In a new study emerging from your friend’s apartment, it turns out that your worst fear has been proven correct: You actually are bad at hanging out, and everyone can tell.
The findings of the report came as hurtful, but not entirely surprising, news to you.
“Every time I hang out with my friends, I can’t shake the feeling that I’m not relaxing right, or that I’m fucking up laughing and chit-chatting with them,” you told reporters. “But I always put it down to my social anxiety messing with my head. To find out that it wasn’t my social anxiety at all, my friends actually don’t like being around me, and I suck at casually existing in group settings in general is…gut-wrenching.”
Sources confirmed that the movie night your friend was hosting turned “bad” when you arrived, and that the way you were watching the movie was “all wrong.”
“She’s just really not good at chilling,” said your friend, Helen, who was hosting the get-together. “Even the way she sits on the couch is weird. I can’t put my finger on why, but it just is.”
All of your friends were inclined to agree, calling the way you hangout both “derivative” and “sloppy.”
“I was already feeling a little weird at that movie night, and then someone passed me a blunt,” you said. “Even though weed usually just makes me feel super paranoid, I thought, ‘What the hell!’ But I guess it’s not paranoia if it’s actually true? Wait, does weed just amplify my awareness of reality? Did everyone actually think the way I was crossing my legs was weird? Did my voice actually sound like Jell-O? Is my soul rotten?”
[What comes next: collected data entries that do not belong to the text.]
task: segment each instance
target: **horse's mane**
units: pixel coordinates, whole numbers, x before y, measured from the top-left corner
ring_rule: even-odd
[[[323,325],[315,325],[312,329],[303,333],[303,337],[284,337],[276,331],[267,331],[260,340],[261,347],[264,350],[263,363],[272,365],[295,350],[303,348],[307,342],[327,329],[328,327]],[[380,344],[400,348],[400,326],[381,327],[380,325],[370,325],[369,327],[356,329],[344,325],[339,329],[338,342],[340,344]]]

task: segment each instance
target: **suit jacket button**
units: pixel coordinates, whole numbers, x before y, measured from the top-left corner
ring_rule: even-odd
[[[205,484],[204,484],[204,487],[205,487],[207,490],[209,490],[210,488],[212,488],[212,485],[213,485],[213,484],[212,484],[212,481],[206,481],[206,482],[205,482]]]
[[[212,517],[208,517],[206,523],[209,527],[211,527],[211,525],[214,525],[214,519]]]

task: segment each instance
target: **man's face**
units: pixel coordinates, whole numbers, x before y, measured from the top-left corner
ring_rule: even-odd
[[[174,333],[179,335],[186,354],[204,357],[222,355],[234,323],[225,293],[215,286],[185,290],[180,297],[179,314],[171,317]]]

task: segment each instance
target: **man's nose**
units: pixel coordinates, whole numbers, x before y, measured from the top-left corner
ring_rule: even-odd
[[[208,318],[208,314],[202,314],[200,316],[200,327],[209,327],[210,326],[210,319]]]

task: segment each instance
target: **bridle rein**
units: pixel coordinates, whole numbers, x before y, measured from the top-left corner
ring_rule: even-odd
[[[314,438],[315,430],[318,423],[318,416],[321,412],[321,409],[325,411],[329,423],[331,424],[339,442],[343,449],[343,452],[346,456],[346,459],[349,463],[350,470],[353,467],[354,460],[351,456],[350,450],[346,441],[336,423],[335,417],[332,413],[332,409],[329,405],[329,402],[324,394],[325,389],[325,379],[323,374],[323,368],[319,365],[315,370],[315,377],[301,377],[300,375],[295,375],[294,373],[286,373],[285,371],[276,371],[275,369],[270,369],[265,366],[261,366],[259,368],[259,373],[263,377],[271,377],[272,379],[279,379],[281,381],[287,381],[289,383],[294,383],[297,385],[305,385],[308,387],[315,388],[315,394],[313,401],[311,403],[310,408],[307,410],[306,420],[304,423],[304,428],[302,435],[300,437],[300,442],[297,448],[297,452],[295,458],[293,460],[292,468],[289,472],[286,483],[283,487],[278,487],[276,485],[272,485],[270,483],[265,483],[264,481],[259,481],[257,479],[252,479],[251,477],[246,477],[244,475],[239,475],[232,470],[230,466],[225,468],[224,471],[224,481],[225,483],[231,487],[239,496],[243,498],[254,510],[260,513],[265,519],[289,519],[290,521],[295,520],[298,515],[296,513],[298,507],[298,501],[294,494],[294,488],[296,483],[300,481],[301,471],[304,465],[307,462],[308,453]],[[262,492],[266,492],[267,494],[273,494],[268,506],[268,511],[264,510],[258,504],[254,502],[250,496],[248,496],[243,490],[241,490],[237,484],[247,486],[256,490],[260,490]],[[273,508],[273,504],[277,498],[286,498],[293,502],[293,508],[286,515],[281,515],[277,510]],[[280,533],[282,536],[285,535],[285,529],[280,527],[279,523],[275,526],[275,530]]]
Witnesses confirmed that, yeah, your legs were crossed weird and your voice did sound very Jell-O like. Beyond that, they said your blinks were too erratic, your comments about the movie were too high-brow to generate casual discussion, and the way you got up and walked to the bathroom was “performative.”
Although your friends felt you were bad at hanging out, they said this had no bearing on your other amazing qualities, noting that you were undeniably “funny,” “smart,” “interesting,” and “kind.”
“Yeah, no, she’s a super awesome person,” your friend AJ said. “On paper. But hanging out? She just absolutely flops, and none of her other, good qualities shine through at all. Great texter, though.”
At press time, you managed to come to terms with being bad at hanging out, saying, “At least I enjoy my own company!” You then stared into space, seemingly questioning your own statement, until reporters were forced to quietly exit, saying you “sucked all the energy out of the room.”